Lent #6: A Story about Bullying...with a happy ending!




Today is a spectacularly beautiful day in Dallas...the temperature is perfect, and the sky is clear blue. When I began reading today's Psalms, I was excited because Psalm 19 speaks of how the creation declares the glory of God...and it does!




When I came to the Old Testament reading from Genesis, I was overwhelmed once again, with the amazing story of Joseph. What an incredible person he was...this teenager who was thrown into a pit by his brothers, and then sold into slavery...




I've been reading several articles about bullying, due to the shooting that took place in an Ohio high school earlier this week. The articles remind me that people who are bullied most often become bullies. We've seen this over and again in high school shootings and bomb plots. On a smaller scale, I think we miss the fact that bullying happens to kids everyday, and it even happens to adults in the workplace.




If Joseph wasn't bullied by his older brothers, I don't know what we could call it...and yet, Joseph's story is an example of how good can come out of evil. Genesis 39 talks about the man who came to own Joseph as his slavemaster...Potiphar. Potiphar put Joseph in charge of his entire household...he trusted Joseph with the care of everything he owned. The scripture says that Potiphar trusted Joseph so completely, he didn't concern himself with anything...other than what he was going to eat each day.




Joseph's story speaks to the power of faithfulness, regardless of our circumstances...and his story speaks to the power of being trustworthy. It's breathtaking when you stop to think about it. Joseph could have become the stereotypical adolescent, wearing a black trenchcoat and shooting classmates in the school cafeteria. But instead, Joseph became a man that you could trust with your life. He inspires me tremendously.

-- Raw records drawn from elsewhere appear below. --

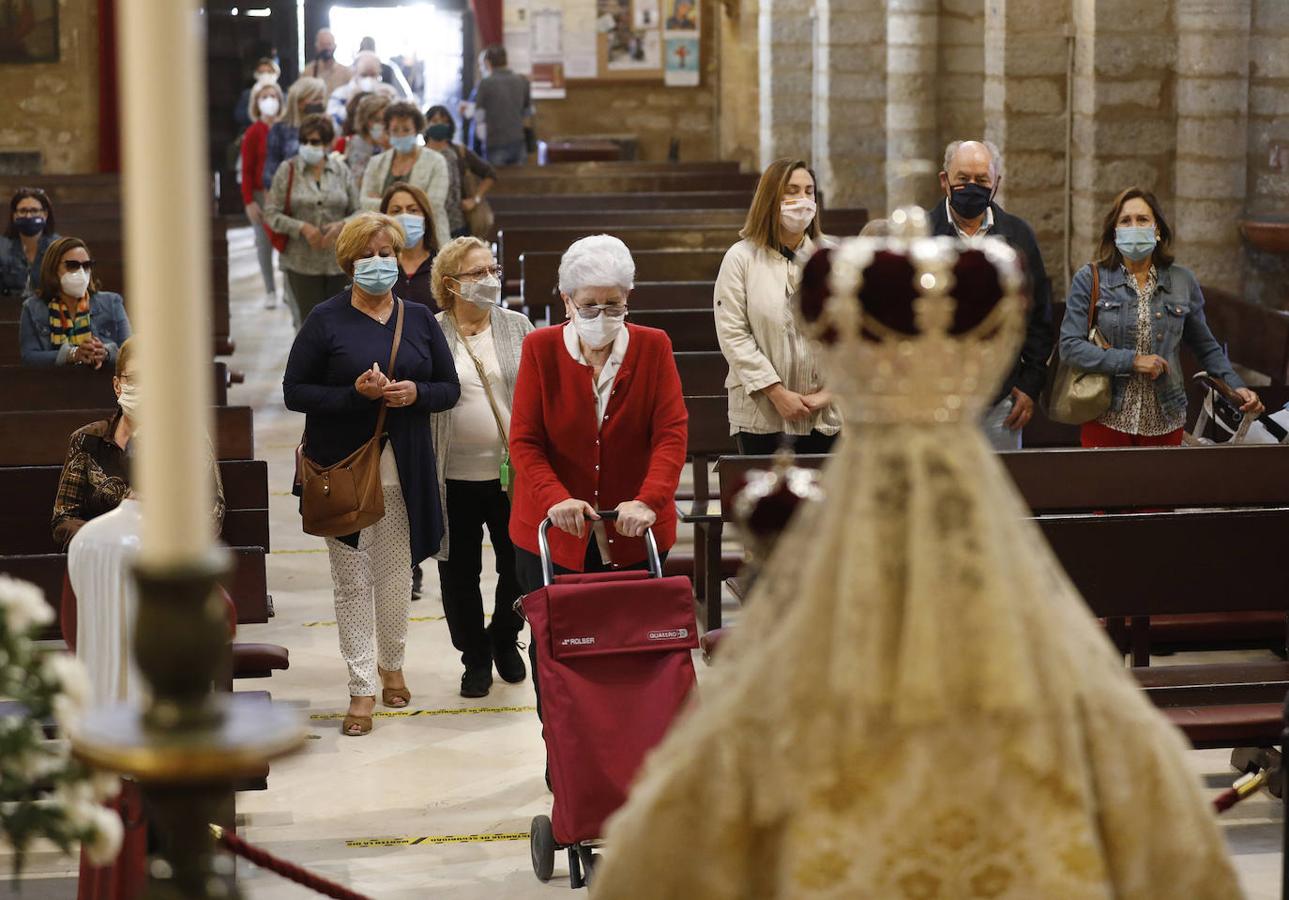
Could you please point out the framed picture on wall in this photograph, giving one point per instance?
(29, 31)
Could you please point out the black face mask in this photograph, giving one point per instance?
(31, 225)
(969, 200)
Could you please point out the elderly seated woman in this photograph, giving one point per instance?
(598, 423)
(97, 472)
(71, 320)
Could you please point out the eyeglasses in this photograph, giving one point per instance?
(495, 271)
(611, 310)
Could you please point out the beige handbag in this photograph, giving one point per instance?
(1073, 396)
(347, 497)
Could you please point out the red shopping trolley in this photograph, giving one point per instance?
(614, 667)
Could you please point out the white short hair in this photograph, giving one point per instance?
(600, 261)
(995, 155)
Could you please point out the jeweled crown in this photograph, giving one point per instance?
(914, 328)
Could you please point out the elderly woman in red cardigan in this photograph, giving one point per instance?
(598, 423)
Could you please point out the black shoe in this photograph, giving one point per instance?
(509, 660)
(476, 682)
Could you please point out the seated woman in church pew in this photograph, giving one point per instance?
(97, 473)
(311, 197)
(29, 235)
(409, 205)
(1132, 277)
(339, 375)
(71, 321)
(775, 383)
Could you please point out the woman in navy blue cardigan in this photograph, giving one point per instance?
(337, 377)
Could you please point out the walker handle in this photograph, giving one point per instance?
(548, 569)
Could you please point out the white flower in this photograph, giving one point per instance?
(23, 605)
(71, 676)
(105, 842)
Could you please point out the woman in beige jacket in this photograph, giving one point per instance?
(776, 386)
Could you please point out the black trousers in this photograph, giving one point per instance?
(529, 567)
(473, 506)
(765, 445)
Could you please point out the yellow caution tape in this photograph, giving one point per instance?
(409, 713)
(437, 838)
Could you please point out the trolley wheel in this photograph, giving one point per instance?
(542, 845)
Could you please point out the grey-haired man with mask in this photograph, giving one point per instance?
(969, 181)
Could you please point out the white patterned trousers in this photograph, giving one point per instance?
(373, 595)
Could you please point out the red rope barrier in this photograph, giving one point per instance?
(289, 870)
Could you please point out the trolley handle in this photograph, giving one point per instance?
(548, 569)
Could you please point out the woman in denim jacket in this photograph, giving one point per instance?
(1146, 308)
(71, 320)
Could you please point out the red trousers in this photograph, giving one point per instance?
(1096, 435)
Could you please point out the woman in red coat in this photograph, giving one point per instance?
(598, 423)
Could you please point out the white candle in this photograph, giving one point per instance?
(168, 210)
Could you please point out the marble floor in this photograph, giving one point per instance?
(435, 805)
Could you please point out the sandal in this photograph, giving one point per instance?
(395, 698)
(356, 726)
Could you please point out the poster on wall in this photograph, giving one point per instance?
(628, 45)
(29, 31)
(681, 44)
(682, 62)
(545, 49)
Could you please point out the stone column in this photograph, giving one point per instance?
(785, 38)
(1124, 116)
(1212, 138)
(910, 112)
(1267, 275)
(850, 138)
(1026, 61)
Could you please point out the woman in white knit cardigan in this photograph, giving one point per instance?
(409, 161)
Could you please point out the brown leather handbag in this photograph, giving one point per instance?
(347, 497)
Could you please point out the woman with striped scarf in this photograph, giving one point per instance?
(71, 321)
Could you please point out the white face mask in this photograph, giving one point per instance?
(797, 214)
(75, 284)
(600, 332)
(482, 293)
(129, 401)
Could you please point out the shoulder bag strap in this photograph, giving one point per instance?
(487, 390)
(393, 353)
(1093, 297)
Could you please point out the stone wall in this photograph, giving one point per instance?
(649, 110)
(53, 107)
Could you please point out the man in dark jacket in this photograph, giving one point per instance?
(969, 182)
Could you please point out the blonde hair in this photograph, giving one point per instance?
(303, 87)
(447, 263)
(259, 92)
(357, 234)
(762, 226)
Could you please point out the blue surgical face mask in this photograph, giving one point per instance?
(1136, 241)
(375, 275)
(414, 226)
(312, 154)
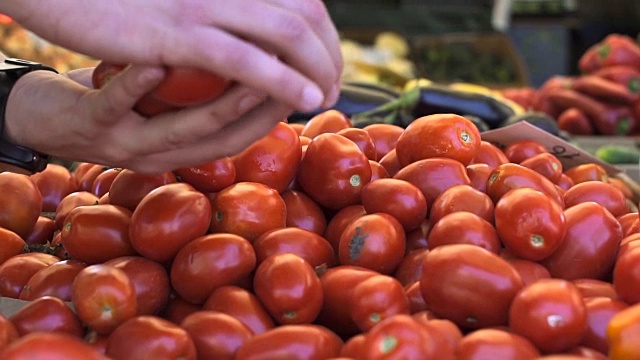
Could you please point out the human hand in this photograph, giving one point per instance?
(288, 49)
(74, 121)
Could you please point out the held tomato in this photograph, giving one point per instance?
(469, 285)
(211, 261)
(289, 288)
(168, 218)
(272, 160)
(334, 157)
(103, 297)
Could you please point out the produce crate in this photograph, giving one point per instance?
(488, 59)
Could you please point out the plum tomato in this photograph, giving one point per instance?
(469, 285)
(210, 261)
(529, 223)
(439, 135)
(334, 157)
(272, 160)
(247, 209)
(103, 297)
(398, 198)
(550, 313)
(150, 337)
(167, 218)
(375, 241)
(590, 244)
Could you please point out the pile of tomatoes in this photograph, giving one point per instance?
(326, 241)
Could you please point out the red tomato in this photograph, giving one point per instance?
(47, 314)
(434, 175)
(168, 218)
(103, 297)
(272, 160)
(16, 271)
(329, 121)
(53, 280)
(290, 341)
(590, 244)
(495, 343)
(462, 227)
(439, 135)
(248, 209)
(209, 177)
(334, 157)
(39, 346)
(54, 183)
(129, 187)
(462, 198)
(384, 136)
(308, 245)
(150, 282)
(216, 335)
(150, 337)
(600, 192)
(97, 233)
(289, 288)
(211, 261)
(398, 198)
(550, 313)
(374, 241)
(242, 305)
(450, 273)
(303, 212)
(540, 234)
(21, 203)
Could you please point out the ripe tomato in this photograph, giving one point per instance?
(97, 233)
(39, 346)
(590, 244)
(329, 121)
(289, 288)
(248, 209)
(216, 335)
(462, 227)
(211, 261)
(54, 183)
(384, 136)
(150, 337)
(439, 135)
(103, 297)
(495, 343)
(451, 273)
(374, 241)
(168, 218)
(272, 160)
(331, 156)
(150, 282)
(290, 341)
(209, 177)
(434, 175)
(243, 305)
(53, 280)
(462, 198)
(398, 198)
(550, 313)
(20, 204)
(600, 192)
(47, 314)
(303, 212)
(310, 246)
(16, 271)
(540, 234)
(129, 187)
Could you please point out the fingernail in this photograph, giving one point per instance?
(311, 98)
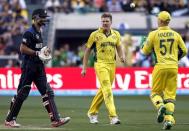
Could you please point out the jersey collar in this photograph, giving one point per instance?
(164, 28)
(101, 31)
(33, 26)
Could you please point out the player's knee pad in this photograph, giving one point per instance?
(23, 92)
(49, 91)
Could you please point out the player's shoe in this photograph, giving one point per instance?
(61, 122)
(12, 124)
(161, 114)
(115, 121)
(167, 125)
(93, 119)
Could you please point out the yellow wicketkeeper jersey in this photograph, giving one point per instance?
(104, 46)
(167, 46)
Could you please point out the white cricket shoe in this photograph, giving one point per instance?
(114, 121)
(61, 122)
(12, 124)
(93, 118)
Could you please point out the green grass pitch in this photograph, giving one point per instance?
(135, 112)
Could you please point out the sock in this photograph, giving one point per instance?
(157, 100)
(14, 109)
(51, 108)
(170, 107)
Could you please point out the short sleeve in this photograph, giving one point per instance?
(147, 46)
(27, 38)
(91, 40)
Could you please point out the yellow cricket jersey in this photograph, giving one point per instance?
(167, 46)
(104, 46)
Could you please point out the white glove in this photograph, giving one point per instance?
(45, 54)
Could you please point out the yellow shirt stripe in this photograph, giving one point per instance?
(166, 44)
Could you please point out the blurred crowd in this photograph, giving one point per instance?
(13, 21)
(176, 7)
(64, 56)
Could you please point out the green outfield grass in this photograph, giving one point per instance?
(136, 114)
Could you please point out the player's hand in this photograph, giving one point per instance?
(83, 72)
(122, 59)
(45, 54)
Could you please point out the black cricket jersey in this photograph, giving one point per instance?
(32, 39)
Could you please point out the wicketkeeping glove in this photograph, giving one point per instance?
(45, 54)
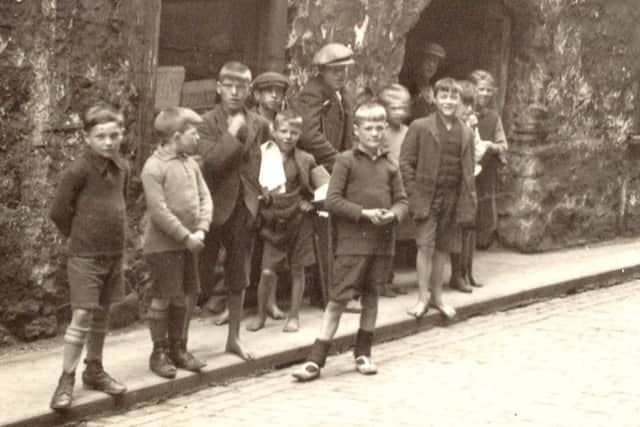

Here are my "lessons" from Joseph...practical ways that we can emulate his amazing example:




No matter what has happened to you, how you've been treated, how others may have betrayed your trust...trust God and let it go. Refuse to harbor bitterness and anger. Before you can become trustworthy, you must trust. The scriptures do not give us an inside view of Joseph's thought-life, but somehow we know that Joseph was able to trust God, even when his brothers betrayed and sold him into slavery.




Become trustworthy. You never know what God may have in store for you, so look forward, cultivate faithfulness in your character, trust God with both your past and your future...and become a person that others can trust completely.